Over 60 disability advocates and organisations have called for John Ryan and Barbara Bennett to step aside from their role as royal commissioners “due to the real, perceived and potential conflicts of interest arising from their past roles” in the disability sector. Ryan oversaw residential programs for people living with a disability in New South Wales, while Bennett oversaw various disability-related schemes in her role as Deputy Secretary of Families and Communities branch of the federal Department of Social Services. The experience that Morrison cites as an asset for their roles as commissioners is exactly the factor that arguably makes them unsuitable for the job. Ryan’s reassurance that the judge overseeing the inquiry will prevent any such conflicts from arising and that he will stand aside during any investigation of projects over which he had oversight has not assuaged concerns from the community.

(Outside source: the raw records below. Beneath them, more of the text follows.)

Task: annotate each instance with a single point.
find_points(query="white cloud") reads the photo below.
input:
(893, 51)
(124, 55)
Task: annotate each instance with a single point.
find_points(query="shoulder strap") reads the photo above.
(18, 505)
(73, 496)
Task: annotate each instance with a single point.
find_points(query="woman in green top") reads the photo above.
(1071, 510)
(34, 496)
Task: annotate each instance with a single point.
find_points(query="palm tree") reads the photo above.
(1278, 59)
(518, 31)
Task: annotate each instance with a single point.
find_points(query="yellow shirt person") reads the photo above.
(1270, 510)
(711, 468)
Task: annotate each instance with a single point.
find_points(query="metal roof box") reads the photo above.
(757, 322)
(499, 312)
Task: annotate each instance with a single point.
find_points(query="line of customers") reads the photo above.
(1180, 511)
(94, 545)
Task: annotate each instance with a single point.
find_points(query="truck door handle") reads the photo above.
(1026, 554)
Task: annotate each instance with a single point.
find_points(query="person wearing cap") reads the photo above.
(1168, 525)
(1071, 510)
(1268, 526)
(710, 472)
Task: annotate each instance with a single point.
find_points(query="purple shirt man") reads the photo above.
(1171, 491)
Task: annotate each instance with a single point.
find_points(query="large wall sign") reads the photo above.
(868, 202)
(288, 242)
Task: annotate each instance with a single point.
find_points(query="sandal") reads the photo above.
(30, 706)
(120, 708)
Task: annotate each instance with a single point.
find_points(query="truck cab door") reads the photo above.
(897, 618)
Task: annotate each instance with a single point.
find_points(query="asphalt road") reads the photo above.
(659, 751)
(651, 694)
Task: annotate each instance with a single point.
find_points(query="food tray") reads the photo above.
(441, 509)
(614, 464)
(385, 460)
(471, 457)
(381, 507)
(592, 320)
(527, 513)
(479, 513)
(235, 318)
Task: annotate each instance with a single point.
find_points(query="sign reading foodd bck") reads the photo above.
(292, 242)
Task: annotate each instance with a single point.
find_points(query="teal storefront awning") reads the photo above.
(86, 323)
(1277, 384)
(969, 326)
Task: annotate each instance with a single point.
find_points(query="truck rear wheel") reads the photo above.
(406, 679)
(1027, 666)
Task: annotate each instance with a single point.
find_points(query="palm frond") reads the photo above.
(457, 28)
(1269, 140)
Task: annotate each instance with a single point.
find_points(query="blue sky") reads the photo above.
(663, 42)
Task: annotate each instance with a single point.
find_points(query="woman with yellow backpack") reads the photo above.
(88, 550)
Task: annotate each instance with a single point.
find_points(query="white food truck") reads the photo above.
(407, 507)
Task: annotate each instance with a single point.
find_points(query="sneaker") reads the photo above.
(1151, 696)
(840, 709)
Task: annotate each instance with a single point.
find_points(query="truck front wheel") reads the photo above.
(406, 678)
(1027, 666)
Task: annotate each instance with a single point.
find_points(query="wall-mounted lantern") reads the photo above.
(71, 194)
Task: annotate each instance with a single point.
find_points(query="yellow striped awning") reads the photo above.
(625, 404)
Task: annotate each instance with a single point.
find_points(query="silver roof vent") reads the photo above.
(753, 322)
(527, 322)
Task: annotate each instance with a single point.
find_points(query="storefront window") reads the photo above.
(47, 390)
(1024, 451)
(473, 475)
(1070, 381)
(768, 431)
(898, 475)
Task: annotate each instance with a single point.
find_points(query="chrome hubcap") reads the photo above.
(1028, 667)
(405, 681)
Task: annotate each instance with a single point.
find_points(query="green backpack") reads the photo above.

Any remaining brownie points that Morrison had managed to gain with the royal commission launch were squandered by Peter Dutton’s crass accusations that his ALP opponent for the seat of Dickson was using her need for wheelchair accessible housing as an excuse for not living into the marginal electorate. Morrison defended Dutton by telling us that he had accepted his Home Affairs Minister’s “humble apology”, that he doesn’t want to see us used as a “political football” and by yet again citing his disabled family member.
I was left feeling humiliated and vulnerable by the abusive incident with the woman who threatened to assault me as I walked through the city, but Morrison and Dutton represent a far greater threat to the interests of disabled people like me. Morrison can take his faux sympathy and (to borrow a phrase from the woman who abused me in public) shove it up his arse.